Sunday, the men go back to their jobs, and Sylvia leaves. Melanie makes daiquiris and lies out on the balcony, sleeping, while the girls dig a hole behind the dunes. “Just one thing, girls,” she says. “Stay away from that girl.”

“You mean Brandy?”

“Yes, that one.”

“Why?” Trina asks.

“Well, she’s kind of trashy. I know that’s not a nice thing to say. But I don’t think she even goes to school.”

“You were dancing with her,” Allie says, and catches her eye.

“Oh, that…” Melanie’s voice trails off. “Well, I’m a grown-up. You girls have fun.”

A few minutes later, the girls all sit with Brandy beneath her shanty house, looking out at the bright water. It’s noon, and the sand is a bright white, bright enough to make Allie close her eyes against it. Brandy’s house is right up on the beach.

“Don’t you worry it’ll get destroyed in one of the storms?” Trina asks.

Brandy shrugs. She’s back to looking like one of them, a girl.

“Our mother says we shouldn’t play with you,” Tricia says.

“Why?”

“Well… because.”

“That don’t make sense. She brought Allie here, and Allie’s a Mexican, right Alejandra?” She says the j with a puff.

“She thinks you’re trash,” Allie says.

“She don’t want to get caught, that’s all,” Brandy says.

The girls lie on their backs, looking up at the broken beams under the stilts.

“Where’s your family?” Tricia asks.

“Oh, my Uncle Cody? He’s gone on his errands.”

“Was he out there last night?” the girls want to know.

“Cody? I have a lot of uncles. They all like Melanie. Everyone likes Melanie.”

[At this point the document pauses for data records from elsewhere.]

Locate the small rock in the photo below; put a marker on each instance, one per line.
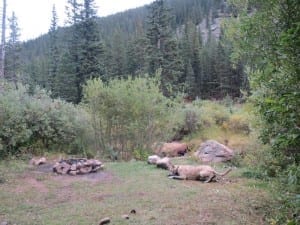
(104, 221)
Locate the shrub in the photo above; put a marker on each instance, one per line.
(238, 123)
(128, 114)
(213, 113)
(188, 119)
(35, 123)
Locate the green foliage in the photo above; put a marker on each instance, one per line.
(36, 123)
(268, 41)
(128, 114)
(213, 113)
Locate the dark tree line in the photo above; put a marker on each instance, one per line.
(164, 36)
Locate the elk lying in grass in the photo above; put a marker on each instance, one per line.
(187, 172)
(163, 163)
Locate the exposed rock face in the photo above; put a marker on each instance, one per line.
(172, 149)
(213, 151)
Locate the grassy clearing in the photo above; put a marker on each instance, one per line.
(30, 196)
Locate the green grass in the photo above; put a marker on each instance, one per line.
(30, 197)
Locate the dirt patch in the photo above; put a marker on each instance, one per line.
(29, 183)
(99, 176)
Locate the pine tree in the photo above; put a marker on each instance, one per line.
(53, 54)
(190, 48)
(2, 55)
(13, 48)
(85, 50)
(163, 49)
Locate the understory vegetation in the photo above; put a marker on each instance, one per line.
(115, 98)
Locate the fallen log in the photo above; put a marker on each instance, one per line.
(77, 166)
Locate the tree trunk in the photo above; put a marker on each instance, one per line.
(2, 59)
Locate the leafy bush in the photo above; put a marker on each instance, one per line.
(35, 123)
(238, 123)
(188, 119)
(128, 115)
(213, 113)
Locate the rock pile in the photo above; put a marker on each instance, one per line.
(77, 166)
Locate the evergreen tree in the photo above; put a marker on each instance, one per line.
(13, 48)
(53, 54)
(82, 58)
(191, 52)
(163, 49)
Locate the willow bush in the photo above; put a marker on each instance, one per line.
(35, 123)
(129, 115)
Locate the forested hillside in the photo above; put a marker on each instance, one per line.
(180, 38)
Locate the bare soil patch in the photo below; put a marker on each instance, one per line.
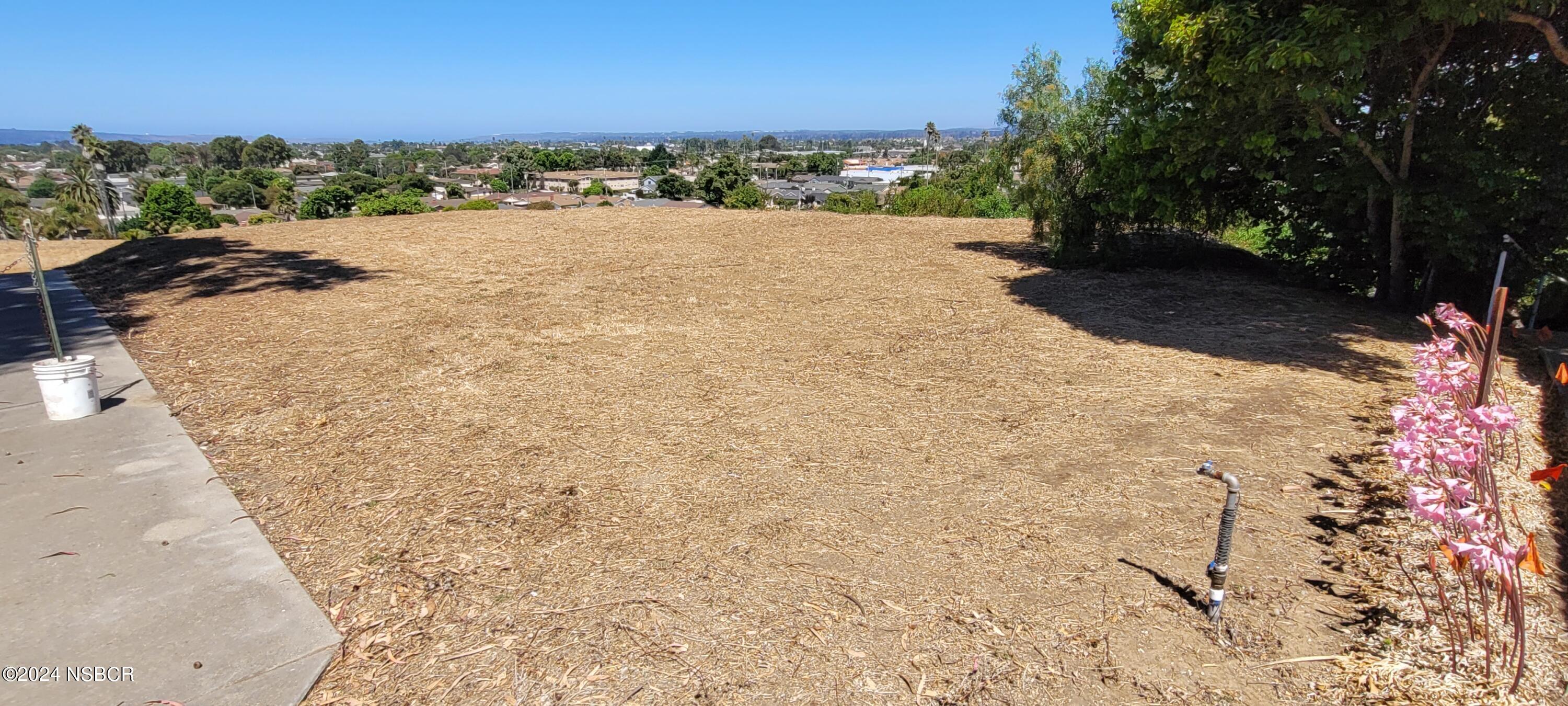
(626, 456)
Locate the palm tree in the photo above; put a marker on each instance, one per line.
(95, 151)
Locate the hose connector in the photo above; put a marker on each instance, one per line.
(1222, 551)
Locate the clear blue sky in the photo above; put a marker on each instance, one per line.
(440, 70)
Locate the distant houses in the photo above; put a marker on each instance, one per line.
(579, 179)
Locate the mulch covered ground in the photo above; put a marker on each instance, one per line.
(623, 456)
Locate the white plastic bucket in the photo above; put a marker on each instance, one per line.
(70, 386)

Tricia’s father died a few summers later. Or was he their father? He worked a lot. When he was home, his soft eyes were on Melanie, always. He was a tall man, gray hair, gray eyes, cuff links. His heart gave out, and when he was gone, the summer after, her mother brought them to Corpus Christi, to a different beach, and her skin was tanned this time, her hair in blond cornrows. There was a different man and a different party.

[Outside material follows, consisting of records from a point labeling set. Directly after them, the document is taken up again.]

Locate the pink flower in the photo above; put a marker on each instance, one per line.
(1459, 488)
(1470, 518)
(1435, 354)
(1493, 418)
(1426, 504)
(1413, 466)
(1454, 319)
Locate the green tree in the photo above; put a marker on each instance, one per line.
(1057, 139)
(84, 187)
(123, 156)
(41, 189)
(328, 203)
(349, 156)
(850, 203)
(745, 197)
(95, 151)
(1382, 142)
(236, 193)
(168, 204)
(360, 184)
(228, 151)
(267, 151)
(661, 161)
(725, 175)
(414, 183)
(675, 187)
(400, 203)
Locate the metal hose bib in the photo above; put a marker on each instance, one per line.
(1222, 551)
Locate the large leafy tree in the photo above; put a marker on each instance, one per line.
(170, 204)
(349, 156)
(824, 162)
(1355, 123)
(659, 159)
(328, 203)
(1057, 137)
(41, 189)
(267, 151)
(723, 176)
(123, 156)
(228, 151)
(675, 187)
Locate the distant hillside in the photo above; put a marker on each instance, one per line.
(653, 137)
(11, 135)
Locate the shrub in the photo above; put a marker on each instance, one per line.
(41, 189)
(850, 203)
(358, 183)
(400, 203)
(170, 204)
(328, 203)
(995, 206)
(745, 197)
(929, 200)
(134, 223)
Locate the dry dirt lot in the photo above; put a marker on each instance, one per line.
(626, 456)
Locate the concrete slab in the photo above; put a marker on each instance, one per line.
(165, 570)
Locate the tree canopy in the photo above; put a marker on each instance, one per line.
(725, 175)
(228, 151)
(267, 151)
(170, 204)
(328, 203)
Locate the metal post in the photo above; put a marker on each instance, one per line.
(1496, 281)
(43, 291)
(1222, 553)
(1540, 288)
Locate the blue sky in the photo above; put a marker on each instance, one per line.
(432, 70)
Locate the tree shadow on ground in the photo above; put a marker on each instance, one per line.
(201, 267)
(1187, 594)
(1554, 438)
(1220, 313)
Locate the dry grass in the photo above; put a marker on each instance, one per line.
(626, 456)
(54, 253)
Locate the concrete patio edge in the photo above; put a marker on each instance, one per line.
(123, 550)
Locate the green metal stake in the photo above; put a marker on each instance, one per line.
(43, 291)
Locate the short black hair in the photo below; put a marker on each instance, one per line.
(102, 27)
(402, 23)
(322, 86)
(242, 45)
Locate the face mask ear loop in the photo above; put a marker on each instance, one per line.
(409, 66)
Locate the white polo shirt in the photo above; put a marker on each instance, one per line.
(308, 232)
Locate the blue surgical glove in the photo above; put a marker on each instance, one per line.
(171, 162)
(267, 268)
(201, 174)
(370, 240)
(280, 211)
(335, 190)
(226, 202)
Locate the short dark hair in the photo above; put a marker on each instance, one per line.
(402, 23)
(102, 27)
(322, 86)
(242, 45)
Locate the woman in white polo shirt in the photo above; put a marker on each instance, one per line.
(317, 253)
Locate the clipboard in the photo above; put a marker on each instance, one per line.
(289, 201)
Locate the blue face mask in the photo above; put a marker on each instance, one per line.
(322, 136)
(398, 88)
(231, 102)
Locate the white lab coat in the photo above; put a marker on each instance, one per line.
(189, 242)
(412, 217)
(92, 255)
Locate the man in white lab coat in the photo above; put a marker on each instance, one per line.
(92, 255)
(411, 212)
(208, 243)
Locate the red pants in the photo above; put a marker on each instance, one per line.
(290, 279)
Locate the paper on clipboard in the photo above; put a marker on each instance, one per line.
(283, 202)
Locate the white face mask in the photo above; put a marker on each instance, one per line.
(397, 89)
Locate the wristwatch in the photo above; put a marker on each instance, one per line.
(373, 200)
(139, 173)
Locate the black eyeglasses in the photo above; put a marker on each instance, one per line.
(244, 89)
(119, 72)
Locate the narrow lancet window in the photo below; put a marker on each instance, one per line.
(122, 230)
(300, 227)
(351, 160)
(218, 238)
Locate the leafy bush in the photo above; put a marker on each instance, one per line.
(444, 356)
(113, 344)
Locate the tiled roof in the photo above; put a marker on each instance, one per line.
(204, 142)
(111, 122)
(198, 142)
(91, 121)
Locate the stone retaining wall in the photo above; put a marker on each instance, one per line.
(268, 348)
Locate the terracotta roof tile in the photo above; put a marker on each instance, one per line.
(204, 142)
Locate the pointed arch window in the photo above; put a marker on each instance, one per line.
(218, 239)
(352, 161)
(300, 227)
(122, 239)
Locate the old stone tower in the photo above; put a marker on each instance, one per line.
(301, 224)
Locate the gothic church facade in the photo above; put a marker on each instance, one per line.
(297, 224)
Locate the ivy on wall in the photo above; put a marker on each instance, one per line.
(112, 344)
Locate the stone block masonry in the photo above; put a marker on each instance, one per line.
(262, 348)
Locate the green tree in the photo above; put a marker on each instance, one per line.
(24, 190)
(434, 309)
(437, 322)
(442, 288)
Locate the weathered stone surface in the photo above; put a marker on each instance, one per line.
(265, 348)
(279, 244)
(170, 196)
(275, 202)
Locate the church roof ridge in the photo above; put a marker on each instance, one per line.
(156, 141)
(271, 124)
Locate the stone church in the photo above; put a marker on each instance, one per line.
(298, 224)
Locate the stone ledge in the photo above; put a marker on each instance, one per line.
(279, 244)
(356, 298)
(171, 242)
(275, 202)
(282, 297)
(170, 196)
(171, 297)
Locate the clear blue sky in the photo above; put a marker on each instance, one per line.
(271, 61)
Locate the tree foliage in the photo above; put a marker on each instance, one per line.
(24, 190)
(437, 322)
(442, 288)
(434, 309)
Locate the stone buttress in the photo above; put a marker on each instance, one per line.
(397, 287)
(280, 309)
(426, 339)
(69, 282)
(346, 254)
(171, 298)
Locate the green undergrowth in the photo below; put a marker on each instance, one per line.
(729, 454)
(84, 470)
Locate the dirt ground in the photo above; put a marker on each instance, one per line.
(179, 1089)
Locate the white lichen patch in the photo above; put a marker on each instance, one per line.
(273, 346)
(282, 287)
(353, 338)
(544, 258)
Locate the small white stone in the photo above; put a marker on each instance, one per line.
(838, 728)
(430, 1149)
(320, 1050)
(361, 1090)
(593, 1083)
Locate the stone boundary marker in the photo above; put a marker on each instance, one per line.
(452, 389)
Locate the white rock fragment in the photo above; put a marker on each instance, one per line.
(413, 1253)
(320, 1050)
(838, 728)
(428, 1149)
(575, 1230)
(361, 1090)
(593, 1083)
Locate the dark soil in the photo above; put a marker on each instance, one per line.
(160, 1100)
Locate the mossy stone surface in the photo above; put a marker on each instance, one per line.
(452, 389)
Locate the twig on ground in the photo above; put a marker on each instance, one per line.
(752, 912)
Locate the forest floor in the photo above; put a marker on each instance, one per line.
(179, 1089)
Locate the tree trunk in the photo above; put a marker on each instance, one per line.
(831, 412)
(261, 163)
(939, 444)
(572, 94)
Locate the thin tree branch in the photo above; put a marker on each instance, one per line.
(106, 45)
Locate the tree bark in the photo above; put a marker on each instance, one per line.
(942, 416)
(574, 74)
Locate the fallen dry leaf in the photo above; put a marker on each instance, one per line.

“Husband?” Tricia says, thinking he will not answer to anything now. Their daughter is sleeping on the king bed beside them, bottom up in the air, legs tucked under.

“I don’t want to talk.”

“But I want to know. What made you love me? Something, right? Maybe you can just remember that moment and it will help.” But he is already turned away. There is sand in the bed. The sheets smell funky, as if they’ve been sprayed with air freshener but left unwashed. She won’t sleep. She walks out onto the balcony. The hotel doesn’t face the ocean; it faces a water park. Beyond the water park is the ocean, but she can’t see it, not from here.

When it started, maybe the fourth day? Or the fifth. She remembers her mother’s warm breath on their faces.

Melanie, they call her, when they are at the beach. “Girls,” she whispers, “my girls…” Trina turns around, grabbing Tricia’s elbow. Grace and Allie are fast asleep.

“Oh, don’t bother,” Melanie says. “They won’t wake up. I took care of that. This is just for you, for my kittens.”

And she takes them out to the sea, one pretty daughter on either side, and they seem to glide with her. She whispers to them, and sings, and she tells them what happens at night is different. “We don’t talk about what happens at night in the daytime.” They walk and walk until they find a bonfire. “Come on, my kittens.” Melanie smiles and everyone smiles back, men who aren’t teenagers but not really men, college boys mainly, and a few women in shorts and Rockets T-shirts. Trina takes her mother’s hand, and Tricia rolls her pajama bottoms up over her calves, walking into the water. She doesn’t know where to go, what to do. Her mother was kissing those men last night, and when she glanced over her shoulder, Trina was too. Tricia puts her head under the water, wishing it were colder. When she looks back everything gleams.